Vamos beber mais, mas há novos bares "zero álcool"
No balcão do Getaway, na Green Street, em Brooklin, as conversas podem não ter a densidade que levava o jornalista e escritor Gay Talese a preferir, como fontes, os barmen aos políticos. As memórias, de qualquer "homem gasto pelo trabalho" - nas palavras de Baudelaire, autor de A Flores do Mal -, terão de ser soltas com cocktails enigmáticos, como o That"s Just My Face (manga, puré de jalapeño, lima, tónico de flor de sabugueiro, sésamo).
O objetivo não é moralizar, explicam os donos deste bar de Nova Iorque, Sam Thonis e Regina Dellea, numa reportagem da BBC: "Nada no nosso espaço diz que se deve estar sóbrio, ou que não devias ir a um bar ali à esquina beber um shot de tequila depois de teres estado aqui."
A razão para estes bares "0%" se tornarem populares é outra. São um nicho de mercado. Várias pessoas que, ora por serem abstémias, ora por quererem passar uma noite num bar mas não serem tentadas a beber álcool, não dispunham de qualquer oferta para sair à noite.
Isto é, o Getaway, como outros bares deste tipo em Londres, Dublin e nos EUA, apenas quer replicar o conceito de bar - um sítio onde se convive, conversa - e retirar do menu a oferta alcoólica. "Não havia muitas opções na vida noturna em Nova Iorque que não oferecessem álcool", explica Thonis. "Quanto mais falava com pessoas, algumas delas sóbrias e outras não, mais sentia que as pessoas queriam este tipo de espaço."
Este nem sequer é um tipo novo de bar. Nos países com grandes comunidades islâmicas eles são frequentes, e na Europa e nos EUA foram também sítios importantes no final do século XIX, quando o movimento da "temperança" procurou defender a regulação do consumo do álcool.

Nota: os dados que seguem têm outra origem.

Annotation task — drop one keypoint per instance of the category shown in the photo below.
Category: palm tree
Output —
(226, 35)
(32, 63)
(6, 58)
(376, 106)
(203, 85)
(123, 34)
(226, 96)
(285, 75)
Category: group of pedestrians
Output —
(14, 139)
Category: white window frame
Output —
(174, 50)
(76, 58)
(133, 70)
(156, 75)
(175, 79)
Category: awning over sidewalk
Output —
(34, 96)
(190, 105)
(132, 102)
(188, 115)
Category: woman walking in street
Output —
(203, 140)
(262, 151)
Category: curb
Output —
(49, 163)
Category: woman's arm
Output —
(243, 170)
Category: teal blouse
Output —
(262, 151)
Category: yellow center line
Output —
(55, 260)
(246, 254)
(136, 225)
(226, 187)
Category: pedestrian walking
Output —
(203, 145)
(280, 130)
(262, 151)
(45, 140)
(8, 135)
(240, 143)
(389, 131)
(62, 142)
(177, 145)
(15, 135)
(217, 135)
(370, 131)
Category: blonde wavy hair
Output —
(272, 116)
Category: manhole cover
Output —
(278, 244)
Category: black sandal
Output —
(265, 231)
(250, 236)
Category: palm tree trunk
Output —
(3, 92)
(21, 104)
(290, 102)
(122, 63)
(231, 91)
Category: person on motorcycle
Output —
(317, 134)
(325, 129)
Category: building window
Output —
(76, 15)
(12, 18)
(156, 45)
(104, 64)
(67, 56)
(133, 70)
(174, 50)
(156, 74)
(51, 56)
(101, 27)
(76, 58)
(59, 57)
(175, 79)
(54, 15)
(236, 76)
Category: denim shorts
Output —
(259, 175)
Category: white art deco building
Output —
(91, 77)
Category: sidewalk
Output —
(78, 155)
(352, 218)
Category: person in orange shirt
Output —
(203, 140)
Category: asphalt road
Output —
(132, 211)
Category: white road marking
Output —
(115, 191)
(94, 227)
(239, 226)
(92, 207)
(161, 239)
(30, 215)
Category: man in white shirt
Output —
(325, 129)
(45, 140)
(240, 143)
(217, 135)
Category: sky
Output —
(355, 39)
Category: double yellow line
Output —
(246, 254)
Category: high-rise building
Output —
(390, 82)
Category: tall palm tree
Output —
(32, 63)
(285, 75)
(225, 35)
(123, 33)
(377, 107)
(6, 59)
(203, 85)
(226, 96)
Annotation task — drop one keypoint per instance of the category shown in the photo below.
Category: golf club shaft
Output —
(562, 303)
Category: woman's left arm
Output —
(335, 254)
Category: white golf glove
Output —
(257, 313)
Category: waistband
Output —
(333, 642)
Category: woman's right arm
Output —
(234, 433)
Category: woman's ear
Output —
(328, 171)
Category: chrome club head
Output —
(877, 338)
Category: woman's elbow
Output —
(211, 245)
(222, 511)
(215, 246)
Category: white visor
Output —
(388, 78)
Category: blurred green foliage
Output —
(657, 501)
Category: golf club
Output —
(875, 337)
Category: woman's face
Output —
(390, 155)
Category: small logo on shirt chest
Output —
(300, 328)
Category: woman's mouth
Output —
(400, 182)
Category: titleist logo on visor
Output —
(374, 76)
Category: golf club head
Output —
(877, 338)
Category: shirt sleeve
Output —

Há poucos temas mais complexos e com grande impacto social, na história política da Europa e dos EUA, como este. Isso é, aliás, visível no novo documentário Proibição, do realizador americano Ken Burns (autor do premiado documentário A Guerra do Vietname), disponível na Netflix. Ali é retratada toda a influência política e social que o debate sobre o consumo de álcool teve, e ainda tem, na sociedade americana.
Um exemplo da atualidade do tema é um artigo, publicado na terça-feira na revista científica The Lancet(link fechado, para assinantes), que prevê um aumento rápido do consumo de álcool na próxima década.
Segundo o estudo, até 2030, em média, um cidadão com mais de 15 anos de idade vai beber, em 2030, uma média de 1,2 bebidas por dia. Em 2019, a média do consumo é de 1,05 bebidas por dia. Até 2030, cada adulto beberá 6,5 litros de álcool puro, anualmente.
O estudo baseia-se em dados da Organização Mundial da Saúde sobre as taxas de consumo per capita de 176 países (entre 1990 e 2016). Os autores deste artigo - da Universidade de Tecnologia de Dresden, na Alemanha, da Organização Mundial da Saúde e da Universidade de Toronto - preveem taxas de consumo de álcool até 2030, usando tendências anteriores e dados do crescimento populacional futuro, incluindo a contabilização das proporções de cada país que é muçulmano e não bebe. O crescimento económico em países muito populosos, como a China e a Índia, também terá um papel neste crescimento anunciado: Prevê-se que 50% das pessoas com mais de 15 anos bebam em 2030, em comparação com cerca de 47% atualmente.